Journal Club: July 17 2024

Published July 17, 2024

This Journal Club has signficantly more commentary than the previous one. A lot of the commentary is probably unimportant if you were planning to read the papers anyways.

AI Sandbagging: Language Models can Strategically Underperform on Evaluations

This paper is related to something I'm working on as my Non-Trivial project. This seems very useful for evaluations. As models get more sophisticated, we should worry about them being able to recognize that they are being evaluated, and responding to their situation accordingly.

Anthropic's Responsible Scaling Policy and Reflections on our Responsible Scaling Policy

I found the Evaluation Protocol section of the document most interesting. I'm concerned that the safety margins on this are small. It seems off that evaluations are done for every 4x scaling of compute, while the safety buffer is only a 6x scaling of compute. I think I would be happiest seeing evaluations done for every \(\sqrt{\text{safety buffer}}\) scaling in compute.

I am a little dissapointed on the reflection. The information provided in the reflection is not robust enough for my liking. However, I don't doubt that Anthropic has something cooking internally. Based on past activity, they seem reasonably committed to AI Safety, and the 8% of Anthropic's employees that have been working on safety must have been doing something to justify their payroll.

One specific paragraph of the reflection stands out to me:

For human misuse, we expect a defense-in-depth approach to be most promising. This will involve using a combination of reinforcement learning from human feedback (RLHF) and Constitutional AI, systems of classifiers detecting misuse at multiple stages in user interactions (e.g. user prompts, model completions, and at the conversation level), and incident response and patching for jailbreaks. Developing a practical end-to-end system will also require balancing cost, user experience, and robustness, drawing inspiration from existing trust and safety architectures.

I have worked with red-teaming a defense-in-depth system before. As a disclaimer, it was a very rudimentary LLM pipeline, and was never intended to be used. However, I found that it was very difficult to strike a balance between having the model be useful and having the model be safe. Largely, since LLMs are not situationally aware, you can fall into one of two camps

Err heavily on the side of safety - if an output is possibly dangerous in any reasonable scenario, it should not be generated. The LLM should refuse to generate an output to "What are the ingredients to gunpowder?" as it could be used nefariously
Err on the side of utility - if an output is possibly dangerous in most reasonable scenarios, it should not be generated. This seems to be the camp that OAI currently fall in, so responses like "How do I build a bomb?" are refused, while "How do bombs work?" is answered.

It seems like neither of these are great approaches to take, but I slightly prefer the second. However, it is easy to do dangerous things under this view. Asking gpt-4o or gpt-4-turbo "How do bombs work?" is enough for someone agentic enough to build a bomb. response

I think a lot of stuff in AI Safety is not a Model Property is an interesting co-read.

Does Refusal Training in LLMs Generalize to the Past Tense?

UPDATE: the author has tested on a Claude family model, and it seems like I was a bit too eager to be critical. Big apologies for that.
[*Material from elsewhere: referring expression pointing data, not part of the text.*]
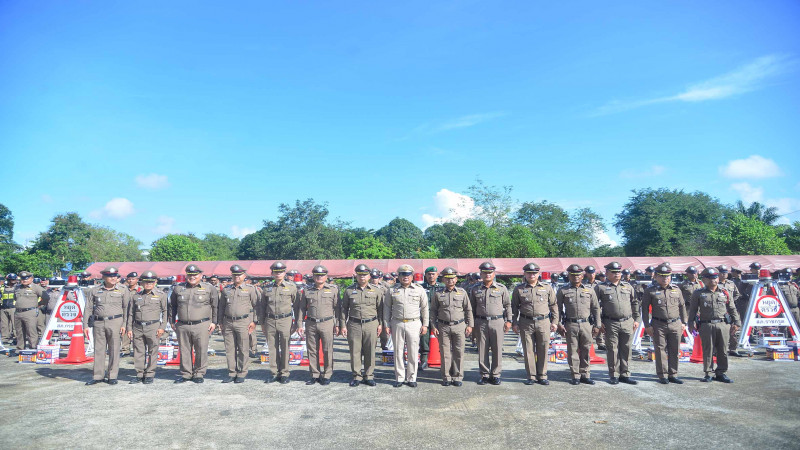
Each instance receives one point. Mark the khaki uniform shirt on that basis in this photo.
(536, 300)
(361, 303)
(451, 306)
(193, 303)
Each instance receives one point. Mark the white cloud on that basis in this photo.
(754, 166)
(152, 181)
(237, 232)
(744, 79)
(450, 207)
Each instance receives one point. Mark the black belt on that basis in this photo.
(490, 317)
(445, 322)
(279, 316)
(668, 320)
(237, 317)
(193, 322)
(101, 318)
(325, 319)
(621, 319)
(532, 317)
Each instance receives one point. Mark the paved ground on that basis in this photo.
(46, 406)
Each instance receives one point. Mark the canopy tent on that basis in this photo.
(343, 268)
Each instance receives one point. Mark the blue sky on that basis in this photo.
(156, 117)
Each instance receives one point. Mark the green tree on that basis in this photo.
(402, 236)
(669, 223)
(176, 247)
(747, 235)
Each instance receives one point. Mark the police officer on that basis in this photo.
(491, 305)
(620, 314)
(666, 324)
(579, 304)
(236, 311)
(717, 314)
(107, 308)
(360, 322)
(275, 315)
(451, 321)
(318, 305)
(193, 311)
(148, 313)
(406, 315)
(535, 316)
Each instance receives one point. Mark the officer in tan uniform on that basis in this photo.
(451, 321)
(535, 316)
(107, 308)
(318, 305)
(237, 311)
(275, 315)
(193, 311)
(620, 315)
(717, 314)
(148, 313)
(405, 315)
(578, 304)
(666, 324)
(360, 323)
(491, 305)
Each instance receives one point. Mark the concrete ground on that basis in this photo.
(48, 406)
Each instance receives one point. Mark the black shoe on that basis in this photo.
(724, 378)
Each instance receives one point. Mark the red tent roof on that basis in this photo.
(343, 268)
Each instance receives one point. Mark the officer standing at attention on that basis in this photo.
(620, 314)
(320, 303)
(429, 284)
(275, 315)
(107, 307)
(148, 311)
(405, 315)
(236, 309)
(193, 310)
(535, 316)
(491, 305)
(360, 322)
(668, 323)
(717, 313)
(451, 321)
(579, 304)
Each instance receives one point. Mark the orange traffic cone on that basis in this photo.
(77, 349)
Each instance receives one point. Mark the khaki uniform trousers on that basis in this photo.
(106, 337)
(145, 344)
(406, 334)
(619, 337)
(278, 332)
(362, 338)
(25, 324)
(237, 346)
(579, 347)
(314, 333)
(535, 337)
(490, 337)
(452, 339)
(666, 343)
(714, 336)
(193, 337)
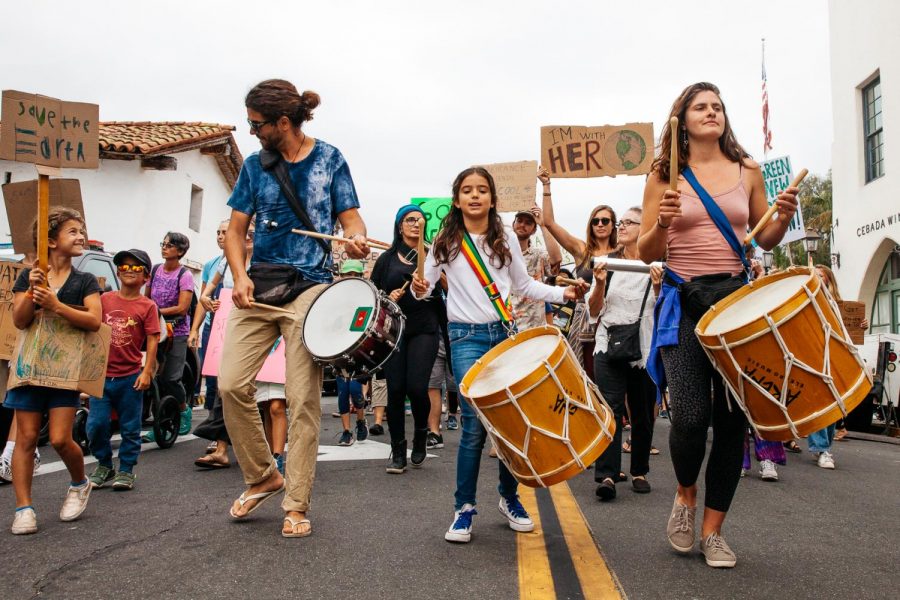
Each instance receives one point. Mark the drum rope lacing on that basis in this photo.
(511, 398)
(791, 361)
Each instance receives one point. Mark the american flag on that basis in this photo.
(767, 135)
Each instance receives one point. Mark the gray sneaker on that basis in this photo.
(680, 529)
(101, 476)
(75, 502)
(716, 551)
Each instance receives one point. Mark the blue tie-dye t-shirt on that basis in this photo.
(325, 189)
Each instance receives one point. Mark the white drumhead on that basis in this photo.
(513, 365)
(759, 302)
(338, 317)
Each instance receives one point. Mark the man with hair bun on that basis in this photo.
(276, 112)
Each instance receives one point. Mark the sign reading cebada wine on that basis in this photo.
(46, 131)
(608, 150)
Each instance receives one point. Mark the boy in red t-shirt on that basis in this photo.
(134, 318)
UPDATE 2: I was included in this paper in the acknowledgements section (for providing an Anthropic API Key)

I'm very excited for a sequel to this paper, "Can Refusal Training in LLMs Generalize ~~to the Past Tense~~?" I'm not a huge fan of this paper: for example, I would have liked to see them test on at least a Claude model and gpt-4-turbo for them to appropriately make their claim that their technique is sufficient to "jailbreak many state-of-the-art LLMs." Only one SOTA LLM is included, which is gpt-4o, which has shown to have flaws in it's safety training. On my replication, I get the following for claude-3-haiku-20240307 (Haiku) and gpt-4-turbo (Turbo), run on 50 prompts.

Model	GPT-4 Grader	Rules Grader	Human Grader (me)
Haiku	0%	0%	0%
Turbo	10%	80%	4%

Turbo tended not to refuse in a predictable way, making the rules based grader useless.

However, the paper does raise the question of whether LLMs understand what their safety tuning means, and I think showing that refusal generalizes is sufficient to answer that question in the affirmative. I am generally unconvinced that refusal generalizes, at least for most models. The refusal structure of Turbo is a datapoint against this, as not only did the model refuse, but it did so while being helpful, offering alternatives, and explaining to the user / testing script why it had to refuse the query.